Par Dalila Morsly, sociolinguiste.
Analphabètes bilingues ! Cette expression voudrait caractériser, sur le mode de la stigmatisation tranchante, les compétences linguistiques — orales et écrites — des jeunes générations.
Stéréotype apparaissant régulièrement dans les conversations courantes, elle traduit, en même temps, sur le mode de l’assertion évidente teintée d’humour ou d’amertume, une condamnation de l’ensemble du système d’enseignement et de l’état culturel de la société.
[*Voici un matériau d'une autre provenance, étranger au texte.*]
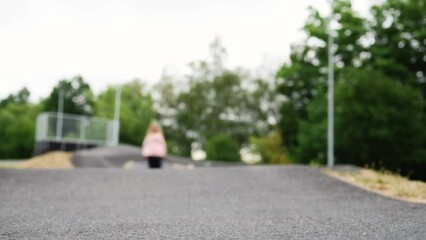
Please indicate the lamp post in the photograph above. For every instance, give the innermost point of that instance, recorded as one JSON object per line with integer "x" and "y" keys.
{"x": 330, "y": 129}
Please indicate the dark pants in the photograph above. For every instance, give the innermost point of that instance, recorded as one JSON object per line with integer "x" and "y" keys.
{"x": 155, "y": 162}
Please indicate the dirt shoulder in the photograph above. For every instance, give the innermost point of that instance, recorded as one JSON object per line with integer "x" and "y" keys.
{"x": 384, "y": 183}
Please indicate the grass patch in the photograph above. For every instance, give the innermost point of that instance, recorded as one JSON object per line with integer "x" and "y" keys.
{"x": 385, "y": 183}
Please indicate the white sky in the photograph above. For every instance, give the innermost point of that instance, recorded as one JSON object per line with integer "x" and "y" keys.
{"x": 115, "y": 41}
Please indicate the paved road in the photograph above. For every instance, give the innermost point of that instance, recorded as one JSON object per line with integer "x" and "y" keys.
{"x": 291, "y": 202}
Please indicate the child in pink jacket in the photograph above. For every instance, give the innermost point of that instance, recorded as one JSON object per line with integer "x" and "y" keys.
{"x": 154, "y": 147}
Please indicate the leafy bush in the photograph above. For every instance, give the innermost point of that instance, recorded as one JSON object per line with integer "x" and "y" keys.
{"x": 378, "y": 121}
{"x": 222, "y": 148}
{"x": 270, "y": 148}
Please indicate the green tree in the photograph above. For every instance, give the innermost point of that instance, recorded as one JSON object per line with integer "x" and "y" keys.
{"x": 304, "y": 77}
{"x": 212, "y": 99}
{"x": 17, "y": 126}
{"x": 270, "y": 148}
{"x": 222, "y": 147}
{"x": 21, "y": 97}
{"x": 392, "y": 41}
{"x": 136, "y": 110}
{"x": 77, "y": 97}
{"x": 399, "y": 48}
{"x": 379, "y": 121}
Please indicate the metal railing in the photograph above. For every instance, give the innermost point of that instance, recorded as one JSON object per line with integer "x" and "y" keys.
{"x": 69, "y": 128}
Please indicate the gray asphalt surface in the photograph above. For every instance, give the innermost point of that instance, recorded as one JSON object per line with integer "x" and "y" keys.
{"x": 246, "y": 202}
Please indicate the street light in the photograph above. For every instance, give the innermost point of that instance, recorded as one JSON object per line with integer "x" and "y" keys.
{"x": 330, "y": 132}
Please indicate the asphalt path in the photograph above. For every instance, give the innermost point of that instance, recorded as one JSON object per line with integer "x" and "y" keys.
{"x": 239, "y": 202}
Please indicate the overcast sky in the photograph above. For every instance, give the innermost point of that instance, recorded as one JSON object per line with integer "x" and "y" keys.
{"x": 110, "y": 42}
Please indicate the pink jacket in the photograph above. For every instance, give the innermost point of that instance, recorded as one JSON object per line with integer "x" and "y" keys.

Le procès ainsi instruit permet d’éviter de penser un certain nombre de questions — pourtant étudiées dans les travaux consacrés au plurilinguisme en contexte algérien par les jeunes et moins jeunes sociolinguistes, en poste dans les universités. Par exemple, cette formule péremptoire ne trahit-elle pas, plutôt, une représentation négative du bilinguisme ? Une conception normative des langues écrites et parlées en Algérie ? Une difficulté à admettre que l’évolution des pratiques linguistiques est un phénomène inéluctable et inévitable ?
La révolution — le hirak — qui, depuis un mois maintenant, transfigure nos représentations, répond à toutes ces questions, révèle avec une énergie stimulante ce que les citoyens veulent dire et écrire aujourd’hui, comment ils veulent le dire et l’écrire, c’est-à-dire avec quelles langues et variétés.
Les manifestants qui marchent avec leurs pancartes et leurs banderolles, qui déclament chansons et slogans, redécouvrent et nous communiquent le plaisir de dire, de proclamer, de jouer avec les mots et les langues, avec nos langues. Ils révèlent ainsi la dynamique des réalités langagières en cours.
– Lan-yataharar-al-watan-lam-tataharar-al-mar’a- Yasqut-al-nida:m-wa-tahya-mada :m.
– Algerpleure ; Algercrie ; Algermeurt ; Algervie ; Algerie.
– Yes we can. Ih-nezmer.
– Let us build our Algeria–klitu-ha-ya-lsara :qi :n.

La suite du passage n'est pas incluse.